Did the sequence of events took place at all? Was it a product of imagination? Some viewers would go farther and suggest that Dr. Caligari told everything that Francis said to his fellow patient. This sordid, if not manipulative, narrative would be constantly used in film noir.

This is how to watch

Humphrey Bogart was only 57 years of age when he died on January 14, 1957. He was relatively young, but he already accomplished much in his career. He was one of the big stars of film noir, having appeared in classics like "The Big Sleep" (1946). Most of these pictures were talky, even silly in some scenes. Bogart often portrayed a hard-boiled cynic, which hid a noble side.

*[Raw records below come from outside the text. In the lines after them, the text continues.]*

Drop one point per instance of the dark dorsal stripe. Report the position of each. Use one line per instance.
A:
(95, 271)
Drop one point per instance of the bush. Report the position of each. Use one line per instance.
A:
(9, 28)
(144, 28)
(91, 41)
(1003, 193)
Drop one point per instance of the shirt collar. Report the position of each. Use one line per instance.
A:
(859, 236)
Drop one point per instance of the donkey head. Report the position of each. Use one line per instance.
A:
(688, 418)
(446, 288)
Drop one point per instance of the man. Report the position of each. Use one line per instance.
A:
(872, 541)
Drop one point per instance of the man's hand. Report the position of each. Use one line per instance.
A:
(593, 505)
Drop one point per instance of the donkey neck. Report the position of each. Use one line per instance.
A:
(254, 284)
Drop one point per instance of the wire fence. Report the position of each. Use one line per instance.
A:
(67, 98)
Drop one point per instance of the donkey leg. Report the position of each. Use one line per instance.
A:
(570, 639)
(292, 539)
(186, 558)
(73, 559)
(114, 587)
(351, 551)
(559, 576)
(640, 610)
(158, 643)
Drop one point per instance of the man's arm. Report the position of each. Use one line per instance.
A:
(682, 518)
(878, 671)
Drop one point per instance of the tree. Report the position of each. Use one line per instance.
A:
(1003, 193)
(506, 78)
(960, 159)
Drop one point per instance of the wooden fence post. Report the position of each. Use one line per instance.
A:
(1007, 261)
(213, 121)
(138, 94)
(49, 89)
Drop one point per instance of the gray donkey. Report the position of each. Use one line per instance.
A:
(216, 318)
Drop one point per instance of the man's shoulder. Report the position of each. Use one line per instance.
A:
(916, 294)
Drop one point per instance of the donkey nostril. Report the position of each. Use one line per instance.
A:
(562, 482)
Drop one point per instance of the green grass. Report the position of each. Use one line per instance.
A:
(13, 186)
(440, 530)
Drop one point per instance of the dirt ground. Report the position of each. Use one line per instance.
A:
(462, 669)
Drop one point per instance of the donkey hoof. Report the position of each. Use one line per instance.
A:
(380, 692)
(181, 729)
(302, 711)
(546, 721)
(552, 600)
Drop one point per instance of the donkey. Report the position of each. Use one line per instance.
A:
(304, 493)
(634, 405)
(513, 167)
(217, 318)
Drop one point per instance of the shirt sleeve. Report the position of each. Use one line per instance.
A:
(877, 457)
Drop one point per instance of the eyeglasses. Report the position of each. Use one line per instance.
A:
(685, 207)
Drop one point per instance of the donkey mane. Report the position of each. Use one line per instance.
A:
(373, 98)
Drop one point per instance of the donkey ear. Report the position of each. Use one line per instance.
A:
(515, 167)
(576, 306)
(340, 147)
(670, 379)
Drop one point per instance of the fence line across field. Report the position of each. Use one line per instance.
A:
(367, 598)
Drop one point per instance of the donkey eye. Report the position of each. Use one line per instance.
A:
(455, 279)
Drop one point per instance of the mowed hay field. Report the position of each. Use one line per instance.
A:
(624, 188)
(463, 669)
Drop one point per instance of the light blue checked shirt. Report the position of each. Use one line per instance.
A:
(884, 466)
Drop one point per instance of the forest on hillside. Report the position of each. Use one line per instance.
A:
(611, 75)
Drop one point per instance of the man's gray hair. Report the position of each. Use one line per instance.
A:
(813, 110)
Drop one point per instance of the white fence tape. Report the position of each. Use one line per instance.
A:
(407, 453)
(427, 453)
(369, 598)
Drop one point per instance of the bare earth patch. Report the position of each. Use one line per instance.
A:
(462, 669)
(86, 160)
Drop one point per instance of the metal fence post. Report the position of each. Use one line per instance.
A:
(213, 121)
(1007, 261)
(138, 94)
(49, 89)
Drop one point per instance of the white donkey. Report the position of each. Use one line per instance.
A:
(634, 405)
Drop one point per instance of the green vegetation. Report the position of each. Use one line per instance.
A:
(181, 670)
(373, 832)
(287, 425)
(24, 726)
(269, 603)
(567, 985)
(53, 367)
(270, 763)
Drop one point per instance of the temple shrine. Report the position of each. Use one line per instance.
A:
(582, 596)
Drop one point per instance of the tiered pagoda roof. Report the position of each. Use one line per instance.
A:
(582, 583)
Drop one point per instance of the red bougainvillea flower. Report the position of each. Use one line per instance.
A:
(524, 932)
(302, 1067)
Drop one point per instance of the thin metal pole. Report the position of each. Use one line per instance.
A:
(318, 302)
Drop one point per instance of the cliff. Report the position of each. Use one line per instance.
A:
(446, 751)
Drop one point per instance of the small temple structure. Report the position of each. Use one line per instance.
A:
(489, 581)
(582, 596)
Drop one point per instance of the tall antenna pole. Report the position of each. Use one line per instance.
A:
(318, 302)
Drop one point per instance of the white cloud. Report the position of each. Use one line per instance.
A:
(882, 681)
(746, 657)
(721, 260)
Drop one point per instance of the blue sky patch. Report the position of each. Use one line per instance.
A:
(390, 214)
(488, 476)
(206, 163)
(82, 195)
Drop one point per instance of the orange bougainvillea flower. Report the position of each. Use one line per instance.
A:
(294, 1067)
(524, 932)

"The Treasure of Sierra Madre" (1948) was one of his notable works, an adaptation of B. Traven's adventure novel. It was about the search for gold in the Mexican countryside during the 1920s, which wasn't the best time to travel. (The Mexican Revolution was about to come to an end.) Three Americans risked their lives for the chance to be rich, but Traven peppered his story with quotes. They were warnings on how gold brought the worst out of anyone.

The popularity of film noir began to diminish during the 1950s. The last few decades saw the rise of number of neo-noir films both in Hollywood and other countries. Fabián Bielinsky's "El aura" (2002) was one of those outstanding features. It was about an epileptic taxidermist often fantasizing about committing the perfect crime. It had something to do with his sheltered existence, of wanting to be the center of attention. The chance came, and he got away with it. His pet dog was the sole witness to it. If he could talked about it.